PROVE IT included 4,122 patients randomized within 10 days post ACS to standard background therapy plus either pravastatin at 40 mg/day or atorvastatin at 80 mg/day. A-to-Z involved 4,497 patients who were placed on simvastatin at either 20 or 80 mg/day within 5 days post ACS. Both trials had a median follow-up of 2 years, and both featured serial measurements of serum creatinine. Two-thirds of subjects in PROVE IT had a baseline estimated glomerular filtration rate below 90 mL/min per 1.73 m2, while two-thirds of those in A-to-Z had a baseline eGFR less than 60, noted Dr. Sarma of Brigham and Women’s Hospital, Boston.

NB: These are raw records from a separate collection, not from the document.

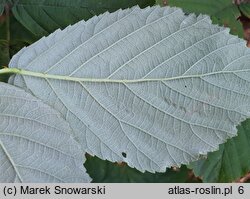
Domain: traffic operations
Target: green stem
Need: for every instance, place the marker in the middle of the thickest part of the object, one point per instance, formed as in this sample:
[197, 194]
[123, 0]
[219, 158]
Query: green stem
[105, 80]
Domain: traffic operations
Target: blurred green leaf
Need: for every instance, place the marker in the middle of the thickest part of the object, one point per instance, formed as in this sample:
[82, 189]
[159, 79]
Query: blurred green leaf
[13, 37]
[231, 162]
[2, 4]
[43, 17]
[222, 12]
[104, 171]
[245, 8]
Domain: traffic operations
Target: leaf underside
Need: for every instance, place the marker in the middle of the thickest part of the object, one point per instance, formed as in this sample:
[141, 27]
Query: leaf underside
[150, 125]
[30, 150]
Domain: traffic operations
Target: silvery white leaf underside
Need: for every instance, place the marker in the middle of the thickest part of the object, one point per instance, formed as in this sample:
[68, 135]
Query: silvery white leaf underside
[36, 144]
[169, 87]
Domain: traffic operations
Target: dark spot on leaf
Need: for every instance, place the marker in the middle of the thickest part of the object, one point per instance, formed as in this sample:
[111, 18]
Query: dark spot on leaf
[124, 154]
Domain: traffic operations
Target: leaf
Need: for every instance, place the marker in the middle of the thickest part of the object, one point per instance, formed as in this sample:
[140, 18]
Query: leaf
[43, 17]
[13, 37]
[245, 8]
[231, 162]
[106, 172]
[2, 4]
[36, 144]
[222, 12]
[152, 87]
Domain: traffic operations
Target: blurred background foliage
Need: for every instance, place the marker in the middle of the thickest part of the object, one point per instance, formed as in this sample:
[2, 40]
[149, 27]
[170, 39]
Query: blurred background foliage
[22, 22]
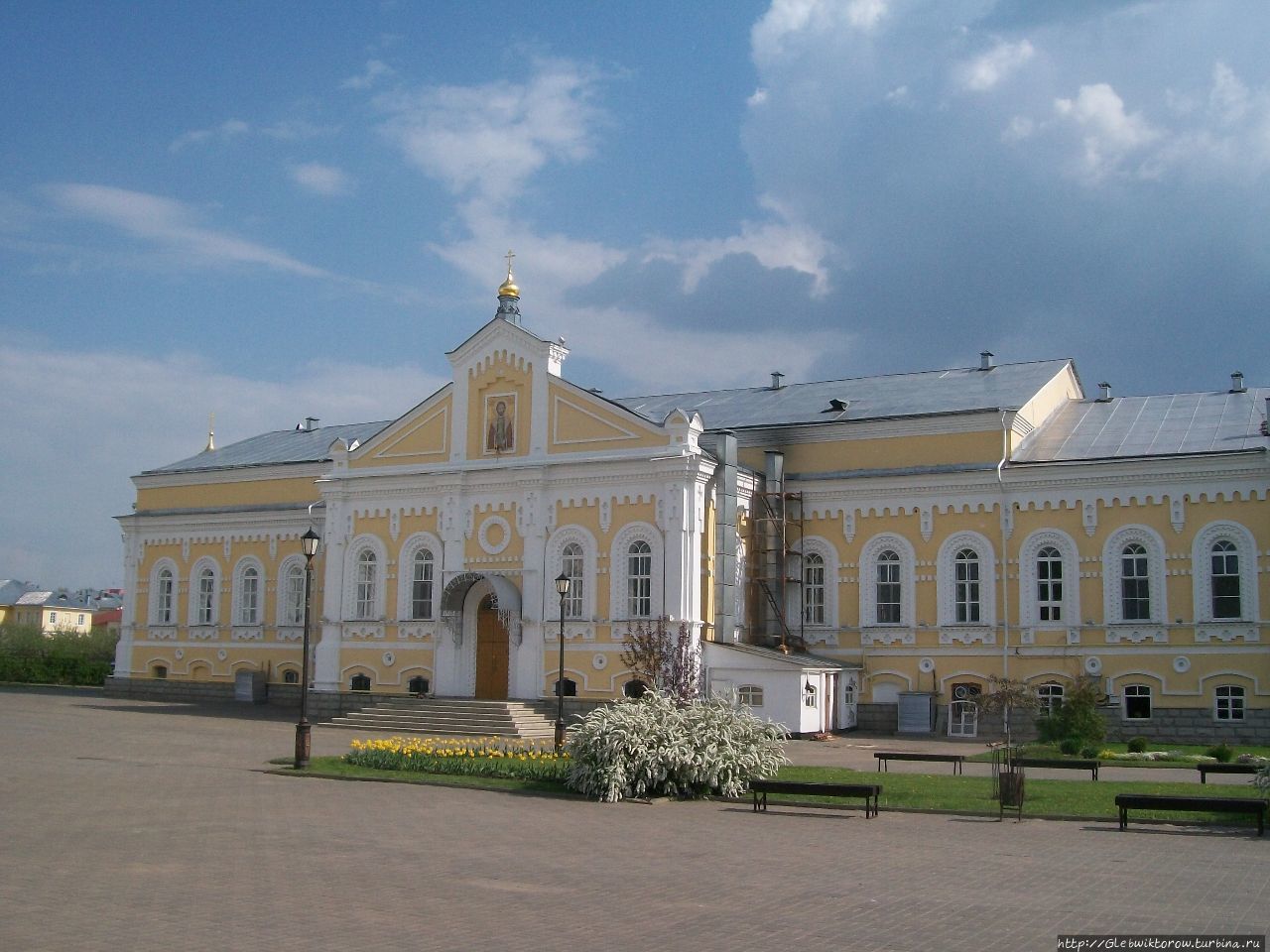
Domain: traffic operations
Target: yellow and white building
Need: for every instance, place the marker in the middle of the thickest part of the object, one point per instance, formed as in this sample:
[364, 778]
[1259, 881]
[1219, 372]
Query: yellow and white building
[861, 551]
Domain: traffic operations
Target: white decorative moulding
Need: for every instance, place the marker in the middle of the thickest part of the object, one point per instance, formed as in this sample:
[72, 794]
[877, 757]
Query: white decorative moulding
[887, 636]
[1227, 633]
[1137, 634]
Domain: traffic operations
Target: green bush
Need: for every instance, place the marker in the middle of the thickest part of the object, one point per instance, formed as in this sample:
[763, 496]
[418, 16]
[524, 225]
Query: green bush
[1223, 753]
[649, 747]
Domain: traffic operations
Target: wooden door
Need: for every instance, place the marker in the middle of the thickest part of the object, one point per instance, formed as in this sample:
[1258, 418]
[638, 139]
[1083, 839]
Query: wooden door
[492, 654]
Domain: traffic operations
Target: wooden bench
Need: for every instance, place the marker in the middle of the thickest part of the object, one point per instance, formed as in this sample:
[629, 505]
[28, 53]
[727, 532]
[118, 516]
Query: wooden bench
[867, 791]
[1206, 770]
[1060, 763]
[884, 756]
[1196, 805]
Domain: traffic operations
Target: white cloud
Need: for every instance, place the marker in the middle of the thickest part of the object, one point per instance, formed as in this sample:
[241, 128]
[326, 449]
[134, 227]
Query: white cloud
[321, 179]
[779, 243]
[227, 130]
[173, 227]
[1110, 132]
[992, 67]
[116, 414]
[375, 70]
[485, 141]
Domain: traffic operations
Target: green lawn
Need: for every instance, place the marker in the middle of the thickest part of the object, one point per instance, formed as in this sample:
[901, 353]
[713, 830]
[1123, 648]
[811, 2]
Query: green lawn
[1083, 800]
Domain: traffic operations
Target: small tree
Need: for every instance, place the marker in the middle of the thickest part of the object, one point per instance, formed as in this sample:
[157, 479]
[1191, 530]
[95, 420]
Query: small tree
[670, 664]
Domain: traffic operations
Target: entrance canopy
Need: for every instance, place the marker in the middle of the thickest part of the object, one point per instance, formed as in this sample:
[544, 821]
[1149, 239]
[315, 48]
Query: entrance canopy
[507, 602]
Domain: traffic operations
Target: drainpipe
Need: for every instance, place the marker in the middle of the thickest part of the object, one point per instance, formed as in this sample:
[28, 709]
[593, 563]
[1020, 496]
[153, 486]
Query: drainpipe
[1005, 557]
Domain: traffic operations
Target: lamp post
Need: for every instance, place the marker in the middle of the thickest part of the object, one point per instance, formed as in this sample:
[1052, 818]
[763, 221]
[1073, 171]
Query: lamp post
[563, 589]
[309, 543]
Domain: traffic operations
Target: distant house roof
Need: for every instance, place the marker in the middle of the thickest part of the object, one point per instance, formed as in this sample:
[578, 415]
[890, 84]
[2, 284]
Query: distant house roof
[957, 390]
[1176, 424]
[278, 447]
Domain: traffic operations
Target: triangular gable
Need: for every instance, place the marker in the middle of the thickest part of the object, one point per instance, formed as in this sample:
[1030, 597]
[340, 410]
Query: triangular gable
[422, 435]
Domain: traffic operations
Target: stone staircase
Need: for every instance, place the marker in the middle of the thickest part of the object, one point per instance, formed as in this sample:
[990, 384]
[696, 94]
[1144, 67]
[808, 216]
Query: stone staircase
[454, 717]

In both studies, mean serum creatinine rose equally during the first 30 days of statin therapy, regardless of treatment potency, and then levels declined. In PROVE IT, for example, serum creatinine in the pravastatin and atorvastatin arms rose by 0.96% and 0.97% above baseline, respectively, at 30 days. Values then dropped by 2.88% and 3.85% from baseline at 4 months, and by 3.88% and 5.83% at 16 months.

In both studies, there was no difference between the high- and low-potency statin groups in the incidence of any increase in serum creatinine of at least 1.5-fold, 2.0-fold, or 3.0-fold greater than baseline. In other words, there was no hint of a safety signal, she added.

Dr. Sarma reported having no financial conflicts of interest.